问题描述
我想编写Spark UDAF,其中列的类型可以是在其上定义了Scala数字的任何列。我在Internet上进行了搜索,但仅找到具体类型为 DoubleType
, LongType
的示例。这不可能吗?但是,然后如何将UDAF与其他数值一起使用?
I want to write Spark UDAF where type of the column could be any that has a Scala Numeric defined on it. I've searched over Internet but found only examples with concrete types like DoubleType
, LongType
. Isn't this possible? But how then use that UDAFs with other numeric values?
推荐答案
为简单起见,我们假设您要定义自定义 sum
。您将为输入类型提供一个 TypeTag
并使用Scala反射定义模式:
For simplicity let's assume you want to define a custom sum
. You'll have provide a TypeTag
for the input type and use Scala reflection to define schemas:
import org.apache.spark.sql.expressions._
import org.apache.spark.sql.types._
import org.apache.spark.sql.Row
import scala.reflect.runtime.universe._
import org.apache.spark.sql.catalyst.ScalaReflection.schemaFor
case class MySum [T : TypeTag](implicit n: Numeric[T])
extends UserDefinedAggregateFunction {
val dt = schemaFor[T].dataType
def inputSchema = new StructType().add("x", dt)

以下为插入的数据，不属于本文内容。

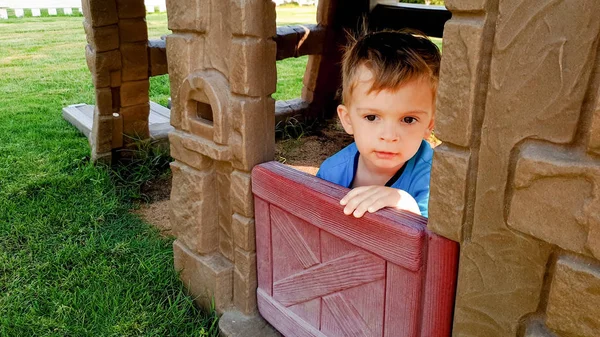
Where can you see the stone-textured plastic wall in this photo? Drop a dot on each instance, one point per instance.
(222, 71)
(517, 180)
(117, 57)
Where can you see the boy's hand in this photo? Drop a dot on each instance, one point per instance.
(373, 198)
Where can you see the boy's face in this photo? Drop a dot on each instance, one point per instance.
(388, 126)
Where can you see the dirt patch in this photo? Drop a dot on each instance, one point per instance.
(305, 153)
(156, 210)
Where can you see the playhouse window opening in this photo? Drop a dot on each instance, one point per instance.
(204, 112)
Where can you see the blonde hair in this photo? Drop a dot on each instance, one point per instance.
(394, 57)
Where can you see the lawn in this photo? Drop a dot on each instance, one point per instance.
(74, 261)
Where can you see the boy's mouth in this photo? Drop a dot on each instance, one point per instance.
(385, 155)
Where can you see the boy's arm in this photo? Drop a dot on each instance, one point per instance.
(373, 198)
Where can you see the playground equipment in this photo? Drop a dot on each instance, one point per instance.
(515, 182)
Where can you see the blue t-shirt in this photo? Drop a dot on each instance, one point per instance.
(340, 169)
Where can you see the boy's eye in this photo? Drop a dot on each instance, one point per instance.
(409, 120)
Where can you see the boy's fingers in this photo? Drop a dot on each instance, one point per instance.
(366, 203)
(378, 204)
(354, 192)
(354, 201)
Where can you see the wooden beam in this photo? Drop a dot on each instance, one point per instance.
(428, 19)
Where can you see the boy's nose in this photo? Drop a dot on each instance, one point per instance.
(389, 133)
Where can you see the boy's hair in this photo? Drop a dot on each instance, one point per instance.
(394, 57)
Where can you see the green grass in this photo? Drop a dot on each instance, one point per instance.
(74, 261)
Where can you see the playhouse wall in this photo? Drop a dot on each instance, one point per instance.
(222, 73)
(517, 179)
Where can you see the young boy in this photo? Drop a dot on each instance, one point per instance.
(389, 84)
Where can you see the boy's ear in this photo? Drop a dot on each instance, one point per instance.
(429, 129)
(344, 115)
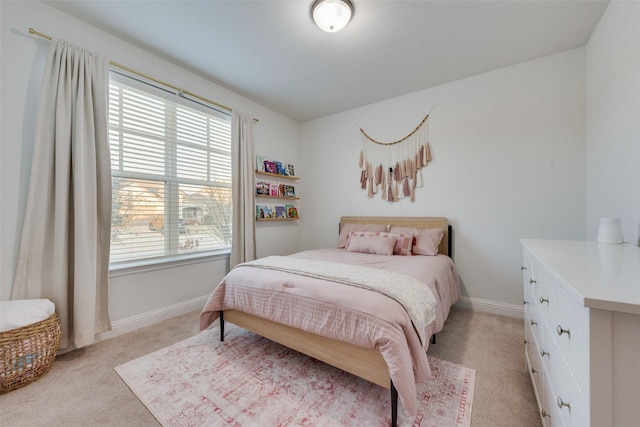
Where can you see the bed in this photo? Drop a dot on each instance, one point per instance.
(369, 333)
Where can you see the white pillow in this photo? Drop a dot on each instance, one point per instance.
(348, 228)
(426, 240)
(18, 313)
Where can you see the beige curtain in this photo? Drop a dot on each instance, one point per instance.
(243, 241)
(64, 248)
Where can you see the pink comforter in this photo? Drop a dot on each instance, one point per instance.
(346, 313)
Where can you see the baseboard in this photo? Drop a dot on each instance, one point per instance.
(120, 327)
(489, 306)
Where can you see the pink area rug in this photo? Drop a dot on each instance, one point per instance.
(248, 380)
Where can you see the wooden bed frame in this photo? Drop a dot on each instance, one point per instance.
(363, 362)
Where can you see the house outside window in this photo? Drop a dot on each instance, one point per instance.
(171, 175)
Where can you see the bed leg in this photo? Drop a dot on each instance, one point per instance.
(394, 406)
(221, 325)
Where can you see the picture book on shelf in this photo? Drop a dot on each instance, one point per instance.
(280, 212)
(289, 169)
(270, 167)
(288, 190)
(260, 163)
(262, 188)
(292, 211)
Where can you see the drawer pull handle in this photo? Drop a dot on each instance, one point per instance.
(562, 403)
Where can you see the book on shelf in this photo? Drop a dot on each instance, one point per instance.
(262, 188)
(280, 212)
(287, 190)
(264, 212)
(292, 211)
(260, 163)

def bufferSchema = new StructType().add("x", dt)
def dataType = dt
def deterministic = true
def initialize(buffer: MutableAggregationBuffer) = buffer.update(0, n.zero)

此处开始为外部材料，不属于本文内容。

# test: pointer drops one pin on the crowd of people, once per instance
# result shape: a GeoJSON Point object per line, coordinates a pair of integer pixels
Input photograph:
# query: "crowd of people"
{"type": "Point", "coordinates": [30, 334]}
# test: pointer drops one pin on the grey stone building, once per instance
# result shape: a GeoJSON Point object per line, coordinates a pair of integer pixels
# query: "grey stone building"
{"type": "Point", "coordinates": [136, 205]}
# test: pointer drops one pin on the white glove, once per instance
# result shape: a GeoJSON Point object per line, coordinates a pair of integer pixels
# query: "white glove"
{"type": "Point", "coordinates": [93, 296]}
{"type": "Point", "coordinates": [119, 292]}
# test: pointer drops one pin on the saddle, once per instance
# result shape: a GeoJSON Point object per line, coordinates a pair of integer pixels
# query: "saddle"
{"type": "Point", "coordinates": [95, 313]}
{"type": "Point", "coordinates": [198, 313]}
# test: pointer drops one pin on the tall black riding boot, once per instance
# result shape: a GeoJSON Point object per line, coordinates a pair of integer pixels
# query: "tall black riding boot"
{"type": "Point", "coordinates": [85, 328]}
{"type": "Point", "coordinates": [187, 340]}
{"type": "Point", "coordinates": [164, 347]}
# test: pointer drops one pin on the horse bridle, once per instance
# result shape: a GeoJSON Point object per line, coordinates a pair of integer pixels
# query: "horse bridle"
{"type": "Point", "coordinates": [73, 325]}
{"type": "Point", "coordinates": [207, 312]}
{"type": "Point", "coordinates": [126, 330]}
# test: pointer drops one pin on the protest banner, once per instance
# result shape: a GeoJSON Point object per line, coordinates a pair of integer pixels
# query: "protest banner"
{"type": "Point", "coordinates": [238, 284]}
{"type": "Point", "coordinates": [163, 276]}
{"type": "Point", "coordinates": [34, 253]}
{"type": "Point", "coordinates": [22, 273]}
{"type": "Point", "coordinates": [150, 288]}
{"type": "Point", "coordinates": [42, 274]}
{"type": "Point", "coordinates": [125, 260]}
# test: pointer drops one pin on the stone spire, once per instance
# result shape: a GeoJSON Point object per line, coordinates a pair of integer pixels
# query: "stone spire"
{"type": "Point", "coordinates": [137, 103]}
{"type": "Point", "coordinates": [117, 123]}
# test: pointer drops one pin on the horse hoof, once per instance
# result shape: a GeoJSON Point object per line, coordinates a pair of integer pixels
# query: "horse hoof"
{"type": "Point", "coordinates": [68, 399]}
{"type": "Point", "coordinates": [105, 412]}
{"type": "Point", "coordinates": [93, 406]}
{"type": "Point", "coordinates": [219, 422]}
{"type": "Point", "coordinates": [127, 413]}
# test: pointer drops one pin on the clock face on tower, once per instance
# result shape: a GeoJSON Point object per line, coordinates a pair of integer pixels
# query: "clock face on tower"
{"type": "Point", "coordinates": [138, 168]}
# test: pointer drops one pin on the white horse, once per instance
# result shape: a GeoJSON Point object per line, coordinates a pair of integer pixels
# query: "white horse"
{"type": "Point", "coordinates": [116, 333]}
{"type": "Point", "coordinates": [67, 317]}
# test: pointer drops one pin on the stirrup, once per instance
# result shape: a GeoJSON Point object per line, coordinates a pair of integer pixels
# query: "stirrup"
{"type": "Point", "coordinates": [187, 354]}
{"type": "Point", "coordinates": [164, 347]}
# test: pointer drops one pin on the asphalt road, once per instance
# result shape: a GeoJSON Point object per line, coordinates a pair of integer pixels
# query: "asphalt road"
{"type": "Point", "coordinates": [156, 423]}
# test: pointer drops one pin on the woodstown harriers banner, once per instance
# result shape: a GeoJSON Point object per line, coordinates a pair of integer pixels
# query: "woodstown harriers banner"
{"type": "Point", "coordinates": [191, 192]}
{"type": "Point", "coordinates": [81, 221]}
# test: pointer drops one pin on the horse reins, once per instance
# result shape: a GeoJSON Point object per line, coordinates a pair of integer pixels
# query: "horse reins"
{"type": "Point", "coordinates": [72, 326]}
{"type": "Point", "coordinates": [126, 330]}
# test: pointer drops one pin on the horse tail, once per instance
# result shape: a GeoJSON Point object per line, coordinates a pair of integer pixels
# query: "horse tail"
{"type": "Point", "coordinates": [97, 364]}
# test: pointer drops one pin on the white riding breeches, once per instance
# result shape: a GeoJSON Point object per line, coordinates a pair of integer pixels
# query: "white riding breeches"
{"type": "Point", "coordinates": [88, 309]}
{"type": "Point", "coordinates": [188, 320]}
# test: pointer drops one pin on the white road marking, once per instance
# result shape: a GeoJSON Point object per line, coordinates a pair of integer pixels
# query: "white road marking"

def update(buffer: MutableAggregationBuffer, input: Row) = {
if (!input.isNullAt(0))
buffer.update(0, n.plus(buffer.getAs[T](0), input.getAs[T](0)))
}
def merge(buffer1: MutableAggregationBuffer, buffer2: Row) = {
buffer1.update(0, n.plus(buffer1.getAs[T](0), buffer2.getAs[T](0)))
}
def evaluate(buffer: Row) = buffer.getAs[T](0)
}
使用上面定义的函数,我们可以创建处理特定类型的实例:
With a function defined as above we can create instance handling specific types:
val sumOfLong = MySum[Long]
spark.range(10).select(sumOfLong($"id")).show
+---------+
|mysum(id)|
+---------+
| 45|
+---------+
注意:
要获得与内置聚合函数相同的灵活性,您必须定义自己的 AggregateFunction
,例如或。可能,但这是一个内部API。
To get the same flexibility as the built-in aggregate functions you'd have to define your own AggregateFunction
, like ImperativeAggregate
or DeclarativeAggregate
. It is possible, but it is an internal API.
这篇关于Spark UDAF-使用泛型作为输入类型?的文章就介绍到这了,希望我们推荐的答案对大家有所帮助,也希望大家多多支持!